Roche is one of the leaders in research in to TIGIT – short for T Cell Immunoreceptor with IG and ITIM Domains – and is developing a combination of TIGIT-targeting tiragolumab and its PD-L1 immunotherapy Tecentriq (atezolizumab).
BMS and Agenus’ antibody codenamed AGEN1777 is bispecific, targeting TIGIT and a second undisclosed target.
BMS said it plans to advance R&D of AGEN1777 in “high priority” tumour indications, including non-small cell lung cancer where Merck & Co has gained an advantage with its Keytruda (pembrolizumab).
AGEN1777 is in late preclinical development and aims to stimulate receptors expressed on T and natural killer (NK) cells to improve anti-tumour activity.
Preclinical studies suggest the drug could work where anti-PD-1 or anti-TIGIT antibodies alone are ineffective.
BMS will take sole responsibility for development and marketing of AGEN1777 and related products, with Agenus receiving $200m, with development, regulatory and commercial milestone payments worth up to $1.36 billion.
Agenus will also get tiered double-digit royalties on net product sales and retain options to conduct clinical studies under the development plan and conduct combination studies with its other pipeline drugs. It will also be able to co-promote AGEN1777 in the US.

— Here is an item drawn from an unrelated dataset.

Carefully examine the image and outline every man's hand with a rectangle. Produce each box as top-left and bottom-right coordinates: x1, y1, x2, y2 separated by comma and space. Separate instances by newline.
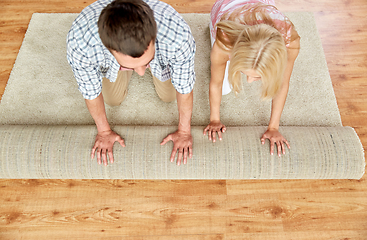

It’s a hefty upfront payment for a preclinical drug and adds to the buzz surrounding TIGIT following research successes from Merck & Co and a 10-year partnership between Gilead and Arcus Biosciences signed in May last year worth up to $1.225 billion.
Agenus expects to file with the FDA to begin clinical development in the second quarter of this year.
Debbie Law, head of BNMS’ Tumor Microenvironment Thematic Research Center, said: “AGEN1777’s differentiated mechanism of action provides the potential for potent anti-tumour activity; catalysing our clinical TIGIT strategy aimed at serving more patients with unmet needs in cancer.”